Un profondo senso di distacco trasforma i rapporti in una sequenza di gesti angoscianti che si trascinano pesanti in un vicolo cieco. Nemmeno l'orgasmo può essere vissuto con gioia perché ottenuto per inerzia nell'indolenza esistenziale che scava solchi profondissimi tra le persone. I corpi si muovono inermi in un'atmosfera onirica che riveste tutto di bianco e di nero senza lasciar spazio ad alcuna sfumatura. Uno dei film più pessimisti di Bergman, ricco di monologhi degni di un'opera teatrale.
Un film drammatico complesso e non semplice da seguire, con dialoghi estenuanti a cui non è facile stare dietro. Il taglio che Bergman sceglie è fuorviante poiché lascia presagire una spiegazione conclusiva da buon giallo, ma non è questo il suo intento. Per tutto il tempo si respira una sferzante disperazione che attanaglia ogni figura, priva di anima e speranza di redenzione, a cui il paragone con le marionette sembra addirsi alla perfezione. Ha bisogno della giusta predisposizione a dovuta attenzione, altrimenti si rischia di non capirlo.
Nel prologo a colori, un uomo strangola una prostituta. Gli avvenimenti antecedenti il delitto sono narrati in un bianco e nero tanto nitido da risultare spietato attraverso capitoli di forte impronta teatrale in questo film tra i più cupi e pessimisti del regista: ancora una volta, il nucleo centrale è la necrosi di un matrimonio alto-borghese ma la sensazione di inutilità, l'incapacità di amare, il terrore della vecchiaia e della morte permeano tutti i personaggi ed anche il ricordo dell'infanzia, in altre occasioni oasi felice, qui è solo un peluche spelacchiato.
MEMORABILE: La confessione allo specchio del collega omosessuale.
Frammenti nella vita di un uomo prima e dopo la “catastrofe”, cioè l’omicidio di una prostituta. Film concettualmente claustrofobico, dove gli ingredienti di noia borghese, stallo coniugale (con sofferta pista gay) e inquietudine esistenziale (sete di vita vs pulsione di morte) si mescolano sul filo delle mezze verità e del rapporto sogno-realtà. L’esplorazione interiore è svolta in un ‘bergmaniano’ b/n (con struttura investigativa alla Rito) lasciando il colore della cronaca all’inizio e alla fine. Marionette, che passione (per dirla con Rosso)!

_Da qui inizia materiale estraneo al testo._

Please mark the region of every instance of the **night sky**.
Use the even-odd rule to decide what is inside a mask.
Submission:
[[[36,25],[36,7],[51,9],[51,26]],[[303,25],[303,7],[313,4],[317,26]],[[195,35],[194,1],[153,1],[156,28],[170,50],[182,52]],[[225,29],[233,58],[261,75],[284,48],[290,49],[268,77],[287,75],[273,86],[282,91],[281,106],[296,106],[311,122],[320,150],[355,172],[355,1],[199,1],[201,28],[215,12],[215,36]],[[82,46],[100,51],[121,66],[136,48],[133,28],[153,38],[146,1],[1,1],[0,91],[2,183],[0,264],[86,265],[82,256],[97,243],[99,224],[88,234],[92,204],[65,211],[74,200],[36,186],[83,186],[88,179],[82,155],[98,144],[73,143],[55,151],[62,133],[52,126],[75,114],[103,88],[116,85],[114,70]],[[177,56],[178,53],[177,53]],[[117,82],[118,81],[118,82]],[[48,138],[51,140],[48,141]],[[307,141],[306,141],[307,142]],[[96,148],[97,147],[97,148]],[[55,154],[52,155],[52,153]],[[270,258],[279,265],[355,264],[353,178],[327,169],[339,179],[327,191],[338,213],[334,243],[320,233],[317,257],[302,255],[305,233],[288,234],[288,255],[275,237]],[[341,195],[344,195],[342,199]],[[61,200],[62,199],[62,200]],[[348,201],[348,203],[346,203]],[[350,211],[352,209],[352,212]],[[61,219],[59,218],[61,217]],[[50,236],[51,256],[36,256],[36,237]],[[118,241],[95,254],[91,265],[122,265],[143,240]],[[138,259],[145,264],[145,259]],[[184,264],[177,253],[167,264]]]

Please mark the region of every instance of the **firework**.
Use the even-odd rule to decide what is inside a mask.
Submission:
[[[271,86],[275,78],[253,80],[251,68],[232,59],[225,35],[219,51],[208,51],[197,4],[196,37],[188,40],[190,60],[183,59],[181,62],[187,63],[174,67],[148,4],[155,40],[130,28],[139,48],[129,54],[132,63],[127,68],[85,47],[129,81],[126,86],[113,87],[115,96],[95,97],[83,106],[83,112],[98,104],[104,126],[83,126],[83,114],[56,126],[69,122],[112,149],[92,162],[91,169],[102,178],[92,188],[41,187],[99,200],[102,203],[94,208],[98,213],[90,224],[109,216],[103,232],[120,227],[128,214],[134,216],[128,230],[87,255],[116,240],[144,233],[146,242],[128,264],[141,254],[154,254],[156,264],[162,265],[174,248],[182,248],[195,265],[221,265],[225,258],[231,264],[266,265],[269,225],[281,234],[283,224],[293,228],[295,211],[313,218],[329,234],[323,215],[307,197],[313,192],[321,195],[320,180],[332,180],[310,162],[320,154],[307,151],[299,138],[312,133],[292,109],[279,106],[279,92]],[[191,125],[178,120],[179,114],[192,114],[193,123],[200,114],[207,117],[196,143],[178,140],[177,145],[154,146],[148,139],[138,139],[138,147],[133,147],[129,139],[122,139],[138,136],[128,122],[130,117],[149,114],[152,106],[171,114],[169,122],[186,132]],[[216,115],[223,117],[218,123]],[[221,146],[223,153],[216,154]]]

Alcuni registi peggiorano le proprie produzioni col passare del tempo. Ingmar Bergman sembra non invecchiare mai, e lo conferma anche in questo suo penultimo film, bellissimo, simbolico, ricco di scelte registiche di estremo interesse e di lunghi dialoghi in piano sequenza, spesso con sé stessi. Un omicidio di stampo borghese viene qui decostruito e ricostruito, spezzando il tempo e facendolo narrare per la maggior parte della durata da persone estranee al delitto. Cast come sempre perfetto per la poetica bergmaniana. Con un epilogo a colori che è un autentico capolavoro.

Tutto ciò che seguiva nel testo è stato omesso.